Saturday, May 7, 2016

Nasya Is Not A Person

...kebohongan yang terus aku lantunkan dalam hati setiap kali ia mengucap nama itu. No, not a person. I can't be jealous. I can't look jealous. Aku menganggapnya seperti nama sayang untuk suatu objek yang disukainya. Mungkin mobil? Tapi ia tidak punya mobil.... Motornya, mungkin? Bukan, aku tahu ia menamai motornya dengan nama lain... Kapalnya? Kapal? Oh my God, listen to yourself. 

Bagaimana mungkin kau bisa membohongi diri sendiri? Ceritamu tidak konsisten, tidak lengkap. Bahkan pondasi dari kebohongan itu tidak meyakinkan. Nasya bukan orang? Lalu apa? Kau bahkan tidak bisa menjawab pertanyaan itu.

Terlebih lagi, ia selalu menjabarkan nama itu dengan menggunakan diksi yang jelas-jelas ditujukan untuk manusia. Mana mungkin kau berkata bahwa kau akan kencan dengan sebuah mobil di BIP? Absurd.

"Hei,"

Aku menengok dari cangkir kopiku.

"Kau mendengarkanku?"

Aku tidak bisa berbohong. Aku menggeleng sambil tertawa garing, "Ah, maaf, aku baru saja teringat sesuatu."

"Ada apa? Ceritakanlah. Aku juga bakal bosan kalau harus mendengarkan diriku mengoceh terus." Ujarnya sambil meneguk latte karamel dari cangkir putihnya, serupa dengan yang sedang aku genggam di atas meja.

"Aku kepikiran ide cerita di mana orang-orang bisa menikah dengan motor mereka." Well, I had to make something up right?

Dia terpana selama beberapa detik sebelum tertawa, "Creepy."

I know, I am.

----

Aku tak tahu mengapa aku harus mengarang cerita seaneh itu. Benar, aku memang mengambil ide dimana ia bisa menikah dengan Nasya, dicampur dengan pemikiran bahwa Nasya bisa jadi nama untuk motornya, tapi menyatukan keduanya menjadi ide cerita sungguh absurd. Aku tak seharusnya dilepas ke jalan, ke dunia luar.

Aku seharusnya hanya mendekam di rumah, bertahan hidup dengan tiga dus roti dan selai kacang, ditemani ide-ide gila dari kepalaku semata. Tidak ada yang perlu tahu isi pikiranku.

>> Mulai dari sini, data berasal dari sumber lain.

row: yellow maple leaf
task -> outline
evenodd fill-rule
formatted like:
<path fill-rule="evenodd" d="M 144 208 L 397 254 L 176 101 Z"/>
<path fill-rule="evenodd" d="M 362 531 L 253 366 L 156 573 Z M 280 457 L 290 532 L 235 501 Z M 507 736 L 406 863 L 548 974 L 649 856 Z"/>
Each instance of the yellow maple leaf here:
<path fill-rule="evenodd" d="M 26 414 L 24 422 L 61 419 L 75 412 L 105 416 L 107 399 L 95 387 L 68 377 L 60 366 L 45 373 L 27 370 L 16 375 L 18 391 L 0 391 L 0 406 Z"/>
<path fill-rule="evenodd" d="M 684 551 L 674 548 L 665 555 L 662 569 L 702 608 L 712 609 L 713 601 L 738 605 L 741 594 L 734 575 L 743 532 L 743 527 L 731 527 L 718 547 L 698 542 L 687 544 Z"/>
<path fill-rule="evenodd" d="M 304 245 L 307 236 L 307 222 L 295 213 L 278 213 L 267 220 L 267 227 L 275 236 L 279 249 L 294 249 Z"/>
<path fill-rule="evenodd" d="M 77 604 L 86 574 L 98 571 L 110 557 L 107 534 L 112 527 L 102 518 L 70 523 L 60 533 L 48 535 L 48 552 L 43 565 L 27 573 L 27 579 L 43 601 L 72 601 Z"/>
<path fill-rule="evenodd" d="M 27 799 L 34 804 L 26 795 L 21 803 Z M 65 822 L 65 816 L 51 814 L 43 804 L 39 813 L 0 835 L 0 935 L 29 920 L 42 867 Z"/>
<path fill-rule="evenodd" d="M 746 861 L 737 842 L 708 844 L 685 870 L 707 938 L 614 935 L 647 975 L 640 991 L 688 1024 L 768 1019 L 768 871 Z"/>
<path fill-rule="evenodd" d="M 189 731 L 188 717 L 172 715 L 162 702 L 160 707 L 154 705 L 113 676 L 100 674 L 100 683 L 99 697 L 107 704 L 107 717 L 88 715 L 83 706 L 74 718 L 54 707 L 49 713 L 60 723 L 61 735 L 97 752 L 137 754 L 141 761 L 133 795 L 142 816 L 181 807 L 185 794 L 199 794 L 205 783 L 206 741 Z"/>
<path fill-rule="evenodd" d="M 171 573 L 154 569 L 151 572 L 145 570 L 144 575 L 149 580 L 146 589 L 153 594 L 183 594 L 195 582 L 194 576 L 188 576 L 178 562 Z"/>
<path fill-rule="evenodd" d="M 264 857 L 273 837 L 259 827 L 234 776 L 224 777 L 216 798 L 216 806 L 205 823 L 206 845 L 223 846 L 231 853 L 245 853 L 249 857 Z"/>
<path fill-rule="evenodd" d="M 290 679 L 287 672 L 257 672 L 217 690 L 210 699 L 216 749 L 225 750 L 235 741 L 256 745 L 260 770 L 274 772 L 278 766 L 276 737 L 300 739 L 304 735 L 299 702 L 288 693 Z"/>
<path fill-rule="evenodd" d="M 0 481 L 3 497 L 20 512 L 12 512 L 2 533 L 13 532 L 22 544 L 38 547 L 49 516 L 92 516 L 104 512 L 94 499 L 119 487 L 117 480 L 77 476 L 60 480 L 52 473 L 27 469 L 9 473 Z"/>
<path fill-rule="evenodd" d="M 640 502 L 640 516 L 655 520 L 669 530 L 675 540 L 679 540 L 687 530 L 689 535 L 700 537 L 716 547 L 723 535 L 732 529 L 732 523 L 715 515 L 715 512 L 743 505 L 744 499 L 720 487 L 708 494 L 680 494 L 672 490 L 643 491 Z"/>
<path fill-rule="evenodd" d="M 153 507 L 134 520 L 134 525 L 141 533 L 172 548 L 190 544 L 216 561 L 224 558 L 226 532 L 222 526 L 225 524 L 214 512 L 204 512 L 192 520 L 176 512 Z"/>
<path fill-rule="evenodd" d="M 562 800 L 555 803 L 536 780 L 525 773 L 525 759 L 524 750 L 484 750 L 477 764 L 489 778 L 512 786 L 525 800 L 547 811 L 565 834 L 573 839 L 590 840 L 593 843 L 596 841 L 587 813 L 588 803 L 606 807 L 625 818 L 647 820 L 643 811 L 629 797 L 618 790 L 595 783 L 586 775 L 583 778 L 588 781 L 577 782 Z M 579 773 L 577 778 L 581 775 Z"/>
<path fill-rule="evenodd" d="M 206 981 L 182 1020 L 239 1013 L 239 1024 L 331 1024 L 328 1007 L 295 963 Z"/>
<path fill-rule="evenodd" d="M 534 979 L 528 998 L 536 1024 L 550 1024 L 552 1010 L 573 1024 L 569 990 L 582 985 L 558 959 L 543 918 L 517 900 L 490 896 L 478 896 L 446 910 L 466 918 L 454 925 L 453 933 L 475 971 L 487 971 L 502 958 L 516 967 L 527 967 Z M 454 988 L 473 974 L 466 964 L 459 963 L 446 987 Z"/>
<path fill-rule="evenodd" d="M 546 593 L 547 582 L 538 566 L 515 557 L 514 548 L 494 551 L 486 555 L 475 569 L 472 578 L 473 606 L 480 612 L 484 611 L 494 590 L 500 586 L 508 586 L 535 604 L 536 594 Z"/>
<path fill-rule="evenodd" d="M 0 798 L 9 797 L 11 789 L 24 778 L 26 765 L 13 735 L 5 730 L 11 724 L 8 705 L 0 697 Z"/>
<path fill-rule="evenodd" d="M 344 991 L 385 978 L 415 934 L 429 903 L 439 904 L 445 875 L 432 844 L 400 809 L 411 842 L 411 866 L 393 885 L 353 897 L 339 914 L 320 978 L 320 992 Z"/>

Gerimis di luar mulai mereda. Melihat isi cangkir kopi kami berdua, ditambah menilai aliran percakapan yang tampak lebih menjaga jarak setelah pengakuan ide cerita tadi, aku tahu ia sudah lebih dari siap untuk pergi meninggalkan tempat ini.

Meninggalkanku.

Drama sekali, Tar. Bravo. Dia hanya akan menemui Nasya di mall beberapa kilo dari sini, ditambah lagi kau masih bisa mengiriminya pesan jika ingin mengobrol. It's not like he's going away to marry a girl in some tropic island and forget all about you. Pikirku getir. They might.... Pikirku lagi. Bahkan aku masih bisa bercakap dengan diri sendiri. 

"Hujannya reda," ujarnya setelah menatap keluar. Ia mengambil smartphone-nya dari atas meja dan mengetik sesuatu, "Kayaknya aku mesti pergi sekarang, deh."

I bet you're thrilled to. Pikirku. Tapi aku tidak mengatakan apapun.

"Makasih ya traktirannya. You're cool, man.

Aku hanya tertawa kecil sembari menjawab, "No problem."

----

Well, guess what brain, he's not coming back.

Aku tidak pernah mendapatinya berada di sekitar kafe itu lagi. Aku masih sering mengunjungi kafe itu, masih sering memesan latte karamel, green tea dengan espresso shot, masih sering duduk memandangi langit ketika hujan turun.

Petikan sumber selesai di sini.